L’Autorité du tourisme de Thaïlande fait pression sur le gouvernement pour qu’il autorise la plupart des étrangers en vacances à visiter la Thaïlande jusqu’à trois mois sans obtenir de visa auprès de leur ambassade thaïlandaise à l’étranger. Les visiteurs de 64 pays (dont les Britanniques, les Russes, les Australiens, les Américains et la plupart des Européens du continent) sont déjà exemptés de visa. Ils obtiennent 30 jours gratuits à l’arrivée qui peuvent être prolongés d’un mois supplémentaire à l’immigration thaïlandaise moyennant le paiement de 1 900 bahts. Si le cabinet thaïlandais, comme prévu, accepte la proposition, ces périodes deviendraient 45-plus-45 jours pour un total de trois mois.

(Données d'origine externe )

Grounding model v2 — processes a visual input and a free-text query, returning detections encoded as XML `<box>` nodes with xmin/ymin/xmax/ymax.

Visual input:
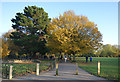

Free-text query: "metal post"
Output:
<box><xmin>36</xmin><ymin>63</ymin><xmax>39</xmax><ymax>75</ymax></box>
<box><xmin>98</xmin><ymin>61</ymin><xmax>100</xmax><ymax>75</ymax></box>
<box><xmin>76</xmin><ymin>63</ymin><xmax>78</xmax><ymax>75</ymax></box>
<box><xmin>9</xmin><ymin>65</ymin><xmax>13</xmax><ymax>79</ymax></box>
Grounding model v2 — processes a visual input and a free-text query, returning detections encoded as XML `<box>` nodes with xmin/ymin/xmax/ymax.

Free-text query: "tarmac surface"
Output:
<box><xmin>12</xmin><ymin>62</ymin><xmax>107</xmax><ymax>80</ymax></box>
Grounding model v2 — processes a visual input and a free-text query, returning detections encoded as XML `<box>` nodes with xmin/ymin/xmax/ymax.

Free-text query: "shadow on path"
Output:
<box><xmin>13</xmin><ymin>61</ymin><xmax>106</xmax><ymax>80</ymax></box>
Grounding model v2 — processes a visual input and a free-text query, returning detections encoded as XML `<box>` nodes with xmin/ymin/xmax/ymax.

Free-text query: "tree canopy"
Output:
<box><xmin>48</xmin><ymin>11</ymin><xmax>102</xmax><ymax>60</ymax></box>
<box><xmin>10</xmin><ymin>6</ymin><xmax>51</xmax><ymax>57</ymax></box>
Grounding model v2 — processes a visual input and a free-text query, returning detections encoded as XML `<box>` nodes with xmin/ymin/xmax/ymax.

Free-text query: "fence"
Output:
<box><xmin>2</xmin><ymin>61</ymin><xmax>55</xmax><ymax>79</ymax></box>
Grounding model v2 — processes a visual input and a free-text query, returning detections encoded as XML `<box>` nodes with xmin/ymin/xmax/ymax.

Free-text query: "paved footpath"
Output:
<box><xmin>13</xmin><ymin>63</ymin><xmax>106</xmax><ymax>80</ymax></box>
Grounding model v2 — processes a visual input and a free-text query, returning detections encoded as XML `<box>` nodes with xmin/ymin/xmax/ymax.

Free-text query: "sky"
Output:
<box><xmin>0</xmin><ymin>2</ymin><xmax>118</xmax><ymax>45</ymax></box>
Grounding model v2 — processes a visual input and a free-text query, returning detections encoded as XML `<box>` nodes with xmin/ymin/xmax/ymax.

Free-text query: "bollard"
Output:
<box><xmin>98</xmin><ymin>61</ymin><xmax>100</xmax><ymax>75</ymax></box>
<box><xmin>76</xmin><ymin>63</ymin><xmax>78</xmax><ymax>75</ymax></box>
<box><xmin>36</xmin><ymin>63</ymin><xmax>39</xmax><ymax>75</ymax></box>
<box><xmin>56</xmin><ymin>63</ymin><xmax>58</xmax><ymax>76</ymax></box>
<box><xmin>9</xmin><ymin>65</ymin><xmax>13</xmax><ymax>79</ymax></box>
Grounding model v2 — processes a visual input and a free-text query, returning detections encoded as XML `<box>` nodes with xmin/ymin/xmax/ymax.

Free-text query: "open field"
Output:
<box><xmin>2</xmin><ymin>61</ymin><xmax>54</xmax><ymax>78</ymax></box>
<box><xmin>76</xmin><ymin>57</ymin><xmax>118</xmax><ymax>80</ymax></box>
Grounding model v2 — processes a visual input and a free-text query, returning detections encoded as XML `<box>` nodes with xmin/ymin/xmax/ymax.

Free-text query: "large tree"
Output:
<box><xmin>48</xmin><ymin>11</ymin><xmax>102</xmax><ymax>60</ymax></box>
<box><xmin>100</xmin><ymin>44</ymin><xmax>119</xmax><ymax>57</ymax></box>
<box><xmin>10</xmin><ymin>6</ymin><xmax>51</xmax><ymax>57</ymax></box>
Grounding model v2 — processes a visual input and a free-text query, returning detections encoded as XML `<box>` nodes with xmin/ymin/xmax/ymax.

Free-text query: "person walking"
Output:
<box><xmin>90</xmin><ymin>56</ymin><xmax>92</xmax><ymax>62</ymax></box>
<box><xmin>86</xmin><ymin>56</ymin><xmax>88</xmax><ymax>62</ymax></box>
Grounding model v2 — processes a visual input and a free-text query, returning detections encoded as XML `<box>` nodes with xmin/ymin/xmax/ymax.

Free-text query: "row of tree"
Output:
<box><xmin>1</xmin><ymin>6</ymin><xmax>119</xmax><ymax>60</ymax></box>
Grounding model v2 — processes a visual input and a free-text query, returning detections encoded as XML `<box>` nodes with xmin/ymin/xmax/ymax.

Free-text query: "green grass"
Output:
<box><xmin>2</xmin><ymin>63</ymin><xmax>49</xmax><ymax>77</ymax></box>
<box><xmin>76</xmin><ymin>57</ymin><xmax>118</xmax><ymax>80</ymax></box>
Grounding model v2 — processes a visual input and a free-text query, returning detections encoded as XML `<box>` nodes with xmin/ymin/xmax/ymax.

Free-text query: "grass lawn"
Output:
<box><xmin>2</xmin><ymin>61</ymin><xmax>54</xmax><ymax>78</ymax></box>
<box><xmin>76</xmin><ymin>57</ymin><xmax>118</xmax><ymax>80</ymax></box>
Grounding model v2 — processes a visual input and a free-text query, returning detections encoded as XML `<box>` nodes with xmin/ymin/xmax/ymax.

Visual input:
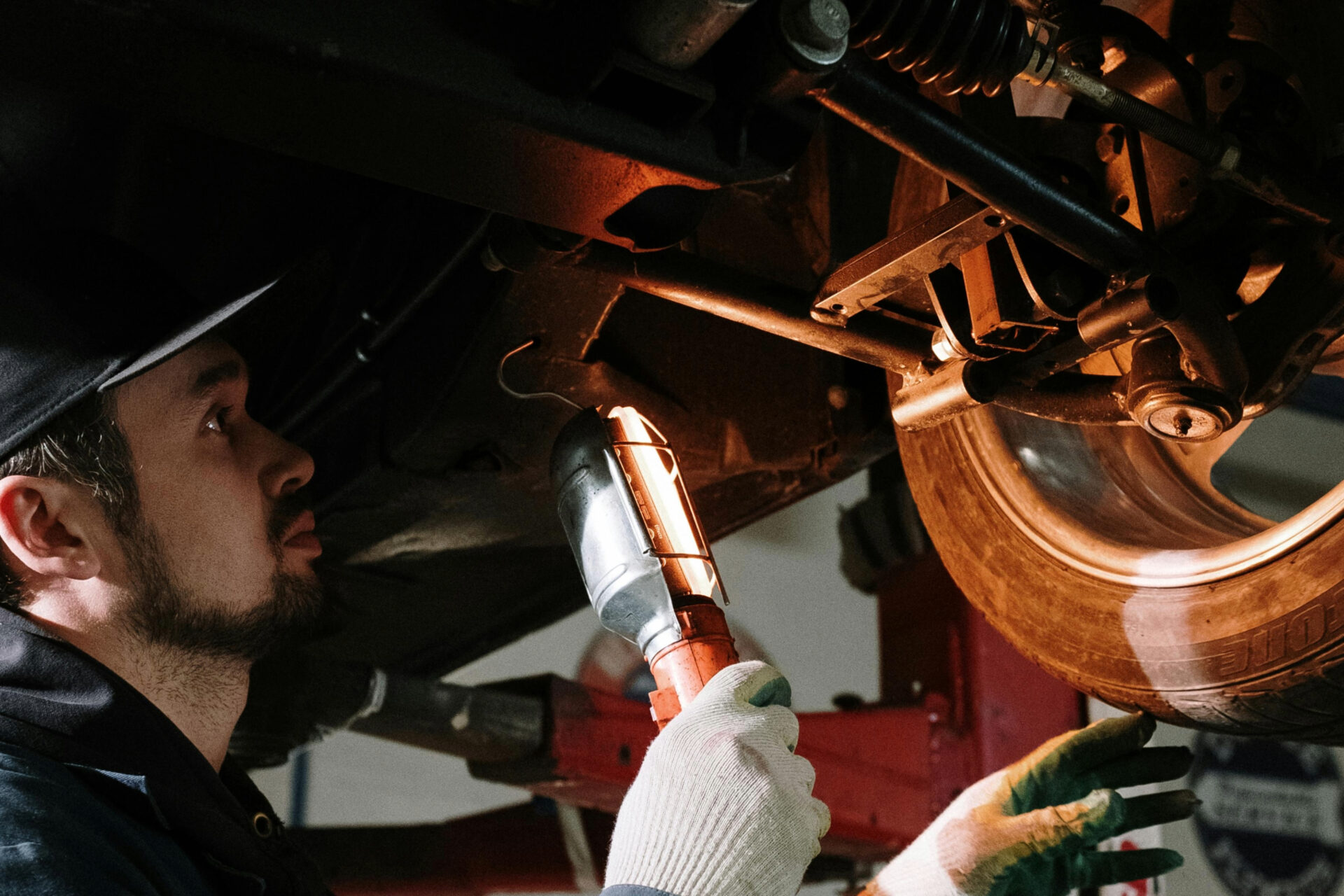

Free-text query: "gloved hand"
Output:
<box><xmin>606</xmin><ymin>662</ymin><xmax>831</xmax><ymax>896</ymax></box>
<box><xmin>864</xmin><ymin>715</ymin><xmax>1199</xmax><ymax>896</ymax></box>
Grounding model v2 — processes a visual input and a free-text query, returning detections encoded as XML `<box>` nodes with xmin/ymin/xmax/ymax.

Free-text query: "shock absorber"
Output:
<box><xmin>848</xmin><ymin>0</ymin><xmax>1035</xmax><ymax>97</ymax></box>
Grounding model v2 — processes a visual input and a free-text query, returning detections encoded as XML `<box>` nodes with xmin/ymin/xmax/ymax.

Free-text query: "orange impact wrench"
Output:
<box><xmin>551</xmin><ymin>407</ymin><xmax>738</xmax><ymax>728</ymax></box>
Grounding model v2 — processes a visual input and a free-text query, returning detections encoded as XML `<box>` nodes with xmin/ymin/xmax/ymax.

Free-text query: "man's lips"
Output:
<box><xmin>284</xmin><ymin>510</ymin><xmax>323</xmax><ymax>557</ymax></box>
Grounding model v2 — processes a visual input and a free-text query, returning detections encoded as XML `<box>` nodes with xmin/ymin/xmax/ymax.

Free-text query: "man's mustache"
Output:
<box><xmin>266</xmin><ymin>489</ymin><xmax>312</xmax><ymax>548</ymax></box>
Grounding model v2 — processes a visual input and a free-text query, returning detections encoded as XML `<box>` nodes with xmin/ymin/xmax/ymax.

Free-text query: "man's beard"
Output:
<box><xmin>121</xmin><ymin>496</ymin><xmax>323</xmax><ymax>662</ymax></box>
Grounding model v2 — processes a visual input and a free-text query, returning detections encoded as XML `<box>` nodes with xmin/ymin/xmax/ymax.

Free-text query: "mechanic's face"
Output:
<box><xmin>115</xmin><ymin>340</ymin><xmax>321</xmax><ymax>659</ymax></box>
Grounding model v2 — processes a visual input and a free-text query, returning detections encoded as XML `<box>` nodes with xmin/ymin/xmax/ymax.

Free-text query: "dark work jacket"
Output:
<box><xmin>0</xmin><ymin>608</ymin><xmax>329</xmax><ymax>896</ymax></box>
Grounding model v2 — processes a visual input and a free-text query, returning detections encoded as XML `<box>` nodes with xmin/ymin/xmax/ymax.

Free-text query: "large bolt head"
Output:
<box><xmin>1130</xmin><ymin>387</ymin><xmax>1240</xmax><ymax>442</ymax></box>
<box><xmin>780</xmin><ymin>0</ymin><xmax>849</xmax><ymax>66</ymax></box>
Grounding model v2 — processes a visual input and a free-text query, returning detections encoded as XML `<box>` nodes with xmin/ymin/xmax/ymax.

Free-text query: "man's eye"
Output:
<box><xmin>206</xmin><ymin>407</ymin><xmax>232</xmax><ymax>434</ymax></box>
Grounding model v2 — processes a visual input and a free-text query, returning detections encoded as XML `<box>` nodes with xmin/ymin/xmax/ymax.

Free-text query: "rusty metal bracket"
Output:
<box><xmin>812</xmin><ymin>193</ymin><xmax>1012</xmax><ymax>326</ymax></box>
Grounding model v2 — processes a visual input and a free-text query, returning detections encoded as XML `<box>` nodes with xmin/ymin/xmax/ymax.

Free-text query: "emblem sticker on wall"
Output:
<box><xmin>1191</xmin><ymin>734</ymin><xmax>1344</xmax><ymax>896</ymax></box>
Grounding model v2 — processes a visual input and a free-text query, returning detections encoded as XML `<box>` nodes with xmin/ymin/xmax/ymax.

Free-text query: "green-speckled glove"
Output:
<box><xmin>865</xmin><ymin>715</ymin><xmax>1199</xmax><ymax>896</ymax></box>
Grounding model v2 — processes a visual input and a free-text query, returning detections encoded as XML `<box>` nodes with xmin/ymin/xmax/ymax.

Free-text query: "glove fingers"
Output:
<box><xmin>1042</xmin><ymin>713</ymin><xmax>1157</xmax><ymax>775</ymax></box>
<box><xmin>1116</xmin><ymin>790</ymin><xmax>1199</xmax><ymax>834</ymax></box>
<box><xmin>1088</xmin><ymin>747</ymin><xmax>1195</xmax><ymax>790</ymax></box>
<box><xmin>685</xmin><ymin>659</ymin><xmax>790</xmax><ymax>709</ymax></box>
<box><xmin>1004</xmin><ymin>713</ymin><xmax>1157</xmax><ymax>814</ymax></box>
<box><xmin>996</xmin><ymin>790</ymin><xmax>1125</xmax><ymax>855</ymax></box>
<box><xmin>1068</xmin><ymin>849</ymin><xmax>1185</xmax><ymax>889</ymax></box>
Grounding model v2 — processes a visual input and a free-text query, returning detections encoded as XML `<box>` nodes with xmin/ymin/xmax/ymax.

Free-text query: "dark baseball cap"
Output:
<box><xmin>0</xmin><ymin>231</ymin><xmax>274</xmax><ymax>459</ymax></box>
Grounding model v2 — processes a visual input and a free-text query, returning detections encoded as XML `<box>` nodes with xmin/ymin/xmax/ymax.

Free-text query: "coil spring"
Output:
<box><xmin>849</xmin><ymin>0</ymin><xmax>1035</xmax><ymax>97</ymax></box>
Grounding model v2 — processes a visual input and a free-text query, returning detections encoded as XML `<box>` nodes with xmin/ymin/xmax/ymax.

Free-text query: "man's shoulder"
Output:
<box><xmin>0</xmin><ymin>743</ymin><xmax>210</xmax><ymax>896</ymax></box>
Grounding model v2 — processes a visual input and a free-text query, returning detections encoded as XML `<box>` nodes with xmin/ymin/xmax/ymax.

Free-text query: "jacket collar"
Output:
<box><xmin>0</xmin><ymin>608</ymin><xmax>326</xmax><ymax>893</ymax></box>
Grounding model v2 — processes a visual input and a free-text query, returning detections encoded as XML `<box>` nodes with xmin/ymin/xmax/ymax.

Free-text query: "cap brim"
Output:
<box><xmin>98</xmin><ymin>278</ymin><xmax>279</xmax><ymax>392</ymax></box>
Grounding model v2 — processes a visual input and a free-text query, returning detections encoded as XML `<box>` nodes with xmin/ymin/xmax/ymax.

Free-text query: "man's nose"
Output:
<box><xmin>262</xmin><ymin>430</ymin><xmax>314</xmax><ymax>497</ymax></box>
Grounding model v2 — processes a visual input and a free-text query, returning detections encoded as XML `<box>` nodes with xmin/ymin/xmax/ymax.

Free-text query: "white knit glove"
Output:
<box><xmin>863</xmin><ymin>715</ymin><xmax>1199</xmax><ymax>896</ymax></box>
<box><xmin>606</xmin><ymin>662</ymin><xmax>831</xmax><ymax>896</ymax></box>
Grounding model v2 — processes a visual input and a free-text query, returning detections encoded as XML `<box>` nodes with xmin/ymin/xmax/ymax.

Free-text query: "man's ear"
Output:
<box><xmin>0</xmin><ymin>475</ymin><xmax>102</xmax><ymax>579</ymax></box>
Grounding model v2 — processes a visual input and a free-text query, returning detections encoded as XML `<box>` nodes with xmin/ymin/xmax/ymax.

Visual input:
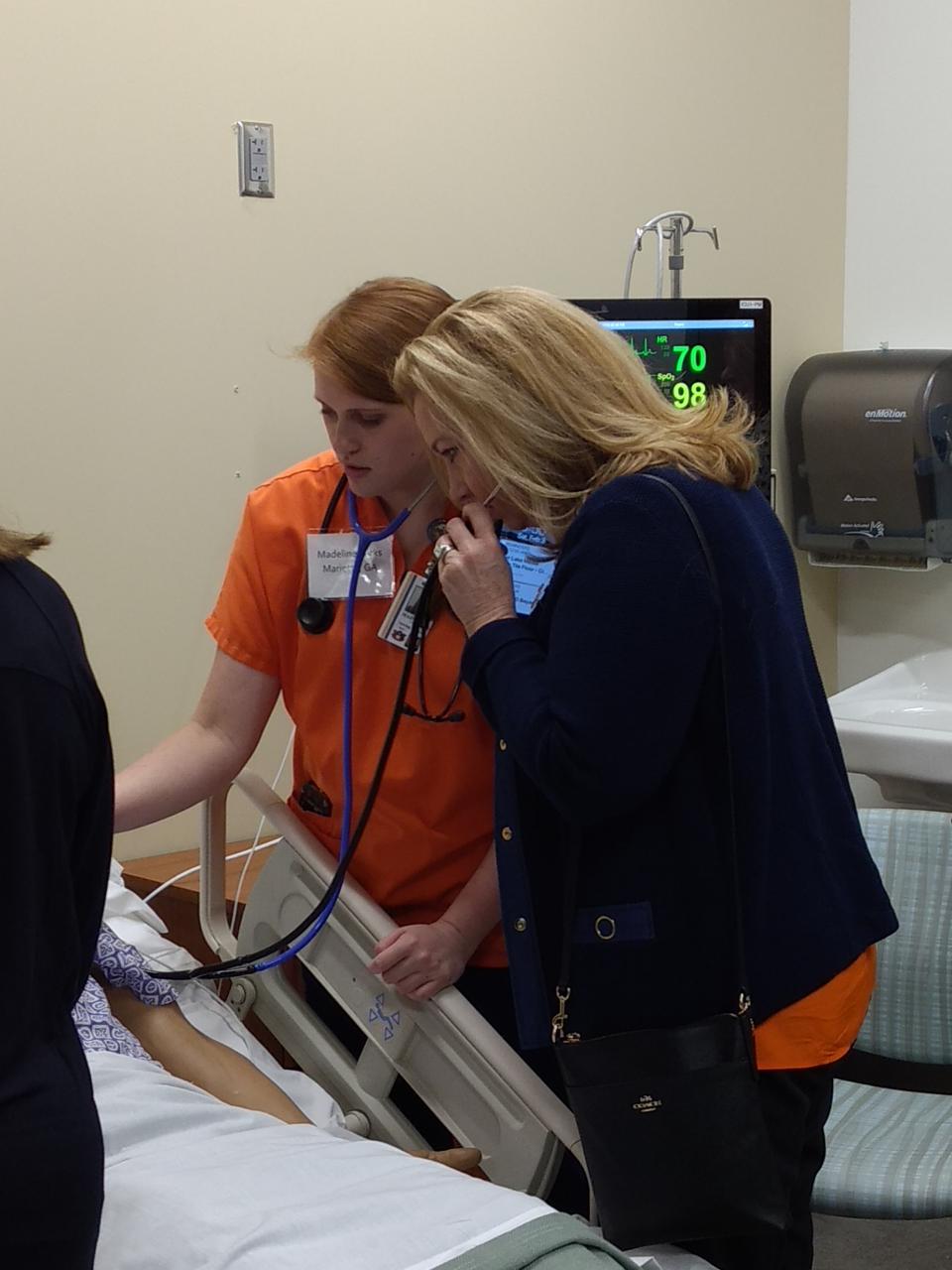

Une discrétion similaire s’appliquerait à ceux de 19 pays (y compris les méga-marchés de Chine et d’Inde) dont les citoyens ont besoin d’un visa à l’arrivée coûtant 1 900 bahts (54 dollars) dans les aéroports thaïlandais. Actuellement, ils ne reçoivent que 15 jours mais recevraient désormais 45 jours plus une prolongation supplémentaire de 45 jours. TAT propose également l’abolition de la redevance, mais cela semble moins probable pour des raisons budgétaires. Le mouvement vers une entrée de 90 jours sans impliquer les ambassades dans le pays d’origine vise en partie à mettre fin aux retards de demande de visa, mais surtout à encourager des séjours plus longs et des dépenses plus élevées.

Les aéroports bondés sont un énorme frein aux voyages à l’étranger.

Les autorités thaïlandaises semblent déterminées en ce moment à faciliter l’entrée des étrangers. L’inscription pré-vol et en ligne, l’assurance anti-Covid ou encore la carte d’adresse TM6 ont été suspendues. Les passagers à l’arrivée n’ont plus à remplir de formulaires, bien que les responsables du ministère de la Santé puissent effectuer des contrôles de santé aléatoires sur toute personne qui semble malade. L’expérience se compare favorablement au Cambodge, par exemple, où tous les étrangers doivent remplir une demande de visa, un questionnaire de santé et une déclaration en douane, le tout collecté à différents guichets.

Yuthasak Supasorn, le gouverneur de la TAT, a également annoncé cette semaine que la taxe de séjour de 300 bahts, à prélever sur les étrangers, ne serait plus appliquée avant « un ou deux ans », car l’impératif est de faire sortir le nombre de touristes du marasme. La taxe avait été fortement critiquée comme ne valant pas la peine. L’expert en sécurité Colin Ross a déclaré que les autorités thaïlandaises avaient finalement réalisé que remplir des formulaires était un mauvais moyen de surveiller les étrangers. « L’informatisation des enregistrements et le suivi de la position GPS des personnes via les téléphones portables sont beaucoup plus logiques », a-t-il déclaré. Il a ajouté qu’une fois que les passeports virtuels remplaceraient la version documentaire, l’identité et la biométrie des voyageurs seraient stockées dans un nuage. Pas besoin de transporter le passeport ou de craindre qu’il soit volé. Mais c’est encore dans quelques années.